興銀に入社してすぐの五月に、留学生試験を受けてスタンフォード大学に留学しました。留学当初は大変でしたね。スタンフォードのビジネススクールは発言の貢献度で評価されます。発言に関してはさほど苦ではなかったのですが、英語を読むことがとにかく大変でした。一冊の本を三十分間で読んだ後にディスカッションをするのですが、みんなと読むスピードが全然違って、自分は半分くらいしか進んでいませんでした。十月下旬に行なわれた最初のミッドタームの試験の時は、怖くて寝られませんでしたよ。でも最初の試験で成績がとれると、様子もわかってきて、後は楽になりました。

学生時代は外交官になって世の中に貢献したいと思っていましたが、アメリカで二年間勉強してみて、役所や国が主導していくやり方は、それほど正しいことではないと思うようになりました。むしろ個々人が創造性を発揮して頑張る。国の役割は、そういう頑張る土俵を作ることだという意識に変わっていったのです。それで、外交や政治の世界というより、マーケットの世界でやっていきたい、と思うようになりました。自分が市場主義なり資本主義の中で、どう頑張って付加価値を出していくか、ということに興味を持つようになりました。



「成長」「チャレンジ」「攻めの姿勢」



岩崎日出俊氏: 留学前を含め、興銀では二十二年間働いていました。留学から帰ってきて二年半は、当時の外国部。その後五年間はシカゴ駐在員。帰国後は、審査部や営業部といった感じでした。バブル崩壊の過程で、貸し倒れるようなところでも簡単にお金を貸すようになって、興銀がだんだん違った方向に行っているように感じました。量を拡大するということで、銀行は一生懸命やっていましたが、本来金融の世界はそういった世界ではありません。株主から預かっている資本を最大限使って、株主に対して価値を高めるという発想に立つのであれば、量を拡大するという発想にはなりません。

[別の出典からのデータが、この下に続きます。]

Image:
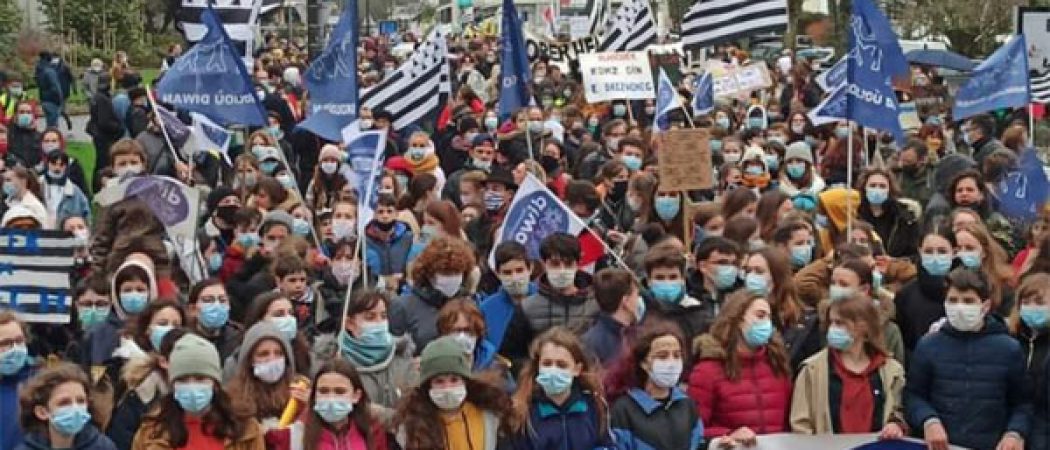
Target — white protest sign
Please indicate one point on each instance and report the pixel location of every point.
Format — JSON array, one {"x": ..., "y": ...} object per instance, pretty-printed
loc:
[{"x": 616, "y": 76}]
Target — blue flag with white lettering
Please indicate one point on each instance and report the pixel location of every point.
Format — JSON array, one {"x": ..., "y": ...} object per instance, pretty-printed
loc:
[
  {"x": 515, "y": 70},
  {"x": 874, "y": 59},
  {"x": 704, "y": 94},
  {"x": 332, "y": 80},
  {"x": 999, "y": 82},
  {"x": 211, "y": 79}
]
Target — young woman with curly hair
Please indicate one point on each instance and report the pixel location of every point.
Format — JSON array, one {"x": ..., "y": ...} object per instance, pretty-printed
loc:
[
  {"x": 450, "y": 410},
  {"x": 438, "y": 275}
]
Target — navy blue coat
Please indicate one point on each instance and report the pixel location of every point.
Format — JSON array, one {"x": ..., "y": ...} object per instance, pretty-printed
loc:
[{"x": 972, "y": 382}]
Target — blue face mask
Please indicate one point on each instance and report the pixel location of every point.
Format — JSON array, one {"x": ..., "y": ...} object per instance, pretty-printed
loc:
[
  {"x": 838, "y": 338},
  {"x": 214, "y": 315},
  {"x": 801, "y": 255},
  {"x": 14, "y": 359},
  {"x": 133, "y": 302},
  {"x": 633, "y": 163},
  {"x": 726, "y": 276},
  {"x": 756, "y": 283},
  {"x": 667, "y": 208},
  {"x": 877, "y": 196},
  {"x": 759, "y": 333},
  {"x": 193, "y": 398},
  {"x": 156, "y": 334},
  {"x": 333, "y": 410},
  {"x": 969, "y": 259},
  {"x": 553, "y": 381},
  {"x": 69, "y": 420},
  {"x": 937, "y": 265}
]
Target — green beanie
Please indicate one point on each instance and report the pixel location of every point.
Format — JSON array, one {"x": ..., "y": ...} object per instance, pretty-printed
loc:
[
  {"x": 441, "y": 357},
  {"x": 192, "y": 355}
]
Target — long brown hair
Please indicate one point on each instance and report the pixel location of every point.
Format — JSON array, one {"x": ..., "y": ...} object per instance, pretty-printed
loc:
[
  {"x": 360, "y": 416},
  {"x": 727, "y": 331},
  {"x": 589, "y": 379},
  {"x": 425, "y": 429}
]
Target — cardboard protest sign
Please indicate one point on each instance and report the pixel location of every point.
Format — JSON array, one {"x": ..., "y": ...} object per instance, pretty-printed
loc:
[
  {"x": 616, "y": 76},
  {"x": 35, "y": 268},
  {"x": 685, "y": 161}
]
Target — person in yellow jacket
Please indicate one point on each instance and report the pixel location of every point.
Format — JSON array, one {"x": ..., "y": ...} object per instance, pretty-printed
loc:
[{"x": 854, "y": 385}]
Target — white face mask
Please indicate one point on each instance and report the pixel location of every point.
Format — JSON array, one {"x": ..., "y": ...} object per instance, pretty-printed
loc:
[{"x": 965, "y": 317}]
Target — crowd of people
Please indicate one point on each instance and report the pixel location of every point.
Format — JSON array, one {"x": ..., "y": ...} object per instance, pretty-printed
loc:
[{"x": 798, "y": 295}]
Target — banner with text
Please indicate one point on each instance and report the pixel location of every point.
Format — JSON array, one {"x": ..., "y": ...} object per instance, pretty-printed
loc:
[{"x": 616, "y": 76}]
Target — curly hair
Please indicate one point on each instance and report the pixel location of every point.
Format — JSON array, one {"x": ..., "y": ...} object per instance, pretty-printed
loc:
[{"x": 444, "y": 255}]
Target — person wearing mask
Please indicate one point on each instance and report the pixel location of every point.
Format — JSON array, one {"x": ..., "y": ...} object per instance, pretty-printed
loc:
[
  {"x": 834, "y": 391},
  {"x": 560, "y": 397},
  {"x": 438, "y": 275},
  {"x": 622, "y": 308},
  {"x": 340, "y": 411},
  {"x": 449, "y": 408},
  {"x": 56, "y": 412},
  {"x": 970, "y": 364},
  {"x": 649, "y": 409},
  {"x": 198, "y": 412},
  {"x": 742, "y": 382}
]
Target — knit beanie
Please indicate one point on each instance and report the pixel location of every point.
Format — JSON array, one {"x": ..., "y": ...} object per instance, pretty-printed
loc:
[
  {"x": 193, "y": 355},
  {"x": 443, "y": 356}
]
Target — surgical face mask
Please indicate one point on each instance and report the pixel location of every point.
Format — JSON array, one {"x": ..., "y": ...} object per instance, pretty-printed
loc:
[
  {"x": 666, "y": 372},
  {"x": 935, "y": 264},
  {"x": 517, "y": 285},
  {"x": 447, "y": 284},
  {"x": 838, "y": 338},
  {"x": 270, "y": 371},
  {"x": 448, "y": 399},
  {"x": 133, "y": 302},
  {"x": 554, "y": 381},
  {"x": 965, "y": 317},
  {"x": 561, "y": 278},
  {"x": 193, "y": 398}
]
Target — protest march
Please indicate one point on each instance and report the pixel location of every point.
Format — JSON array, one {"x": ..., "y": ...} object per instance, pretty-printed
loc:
[{"x": 641, "y": 230}]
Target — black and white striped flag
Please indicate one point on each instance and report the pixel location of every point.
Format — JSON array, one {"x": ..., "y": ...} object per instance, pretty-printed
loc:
[
  {"x": 35, "y": 268},
  {"x": 710, "y": 22},
  {"x": 633, "y": 28},
  {"x": 1041, "y": 86},
  {"x": 239, "y": 19},
  {"x": 417, "y": 87}
]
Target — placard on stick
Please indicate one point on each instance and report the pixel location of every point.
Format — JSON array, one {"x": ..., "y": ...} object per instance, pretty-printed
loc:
[{"x": 685, "y": 161}]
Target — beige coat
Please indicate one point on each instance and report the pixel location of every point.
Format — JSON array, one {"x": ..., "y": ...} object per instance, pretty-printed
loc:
[{"x": 810, "y": 413}]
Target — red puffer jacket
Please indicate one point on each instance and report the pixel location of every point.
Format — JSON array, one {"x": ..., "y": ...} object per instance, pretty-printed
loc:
[{"x": 758, "y": 400}]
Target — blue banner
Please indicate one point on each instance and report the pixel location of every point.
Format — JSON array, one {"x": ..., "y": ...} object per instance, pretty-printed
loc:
[
  {"x": 875, "y": 57},
  {"x": 332, "y": 80},
  {"x": 515, "y": 70},
  {"x": 999, "y": 82},
  {"x": 211, "y": 79}
]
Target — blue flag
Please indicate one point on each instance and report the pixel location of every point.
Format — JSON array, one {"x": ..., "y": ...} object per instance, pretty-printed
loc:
[
  {"x": 875, "y": 57},
  {"x": 667, "y": 101},
  {"x": 332, "y": 80},
  {"x": 211, "y": 79},
  {"x": 999, "y": 82},
  {"x": 704, "y": 94},
  {"x": 515, "y": 70}
]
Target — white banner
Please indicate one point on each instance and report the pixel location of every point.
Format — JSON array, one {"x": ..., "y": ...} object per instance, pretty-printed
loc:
[{"x": 617, "y": 76}]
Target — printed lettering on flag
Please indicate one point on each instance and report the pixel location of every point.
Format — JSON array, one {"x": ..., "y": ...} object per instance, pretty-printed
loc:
[{"x": 35, "y": 266}]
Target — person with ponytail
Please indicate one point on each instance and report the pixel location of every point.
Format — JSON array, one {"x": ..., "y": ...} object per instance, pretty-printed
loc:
[
  {"x": 340, "y": 415},
  {"x": 197, "y": 413}
]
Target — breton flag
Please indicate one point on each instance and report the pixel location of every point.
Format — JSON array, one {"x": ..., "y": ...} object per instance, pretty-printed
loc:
[
  {"x": 35, "y": 266},
  {"x": 238, "y": 17},
  {"x": 1041, "y": 87},
  {"x": 416, "y": 88},
  {"x": 632, "y": 29},
  {"x": 710, "y": 22}
]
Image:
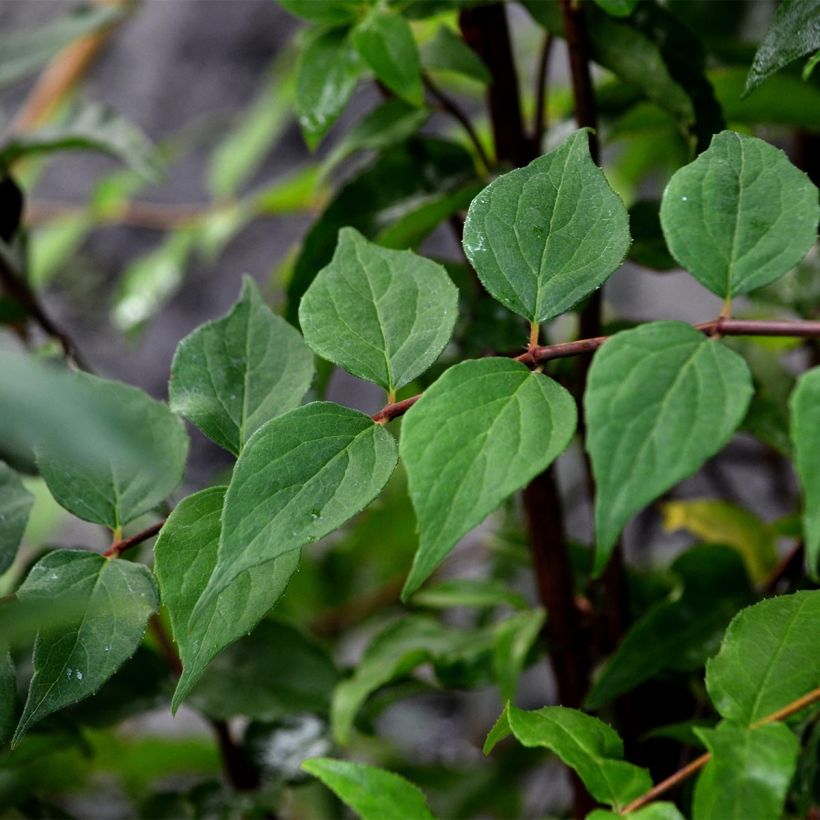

ところが、貸せるのであれば目一杯どんどん貸す。貸せない先は縮小していく。私が色々言ってみても通じなかったし、このままでは一緒に沈んでしまうだけだと思いました。
「自分の一生だし、もう少し本当の金融を極めるような、活躍できる場所が他にある」と思って、外資に移る決断をしました。個人的には住宅ローンもありましたし、経済的にどうなるか不安もありましたが、アルバイト経験も豊富ですし(笑)、いざとなれば何とかなるだろうと思っていました。

――その後J.P.モルガン、メリルリンチ、そしてリーマンを経て、独立されます。


岩崎日出俊氏: 投資銀行部でM&Aをやっていましたが、勝ち負けの結果がくっきりと出る世界です。負けると、若い人は経験も積めないということで、辞めていきます。するとチームはどんどん弱くなってしまうので、とにかくやっている間は勝ち続けなくてはいけない。全世界から入ってくる情報を自分でこなして、最先端で自分が突っ走って勝たなくてはいけない。それができる年限として、私は45歳で始めましたけれど、50歳になる前には辞めようと思っていたのです。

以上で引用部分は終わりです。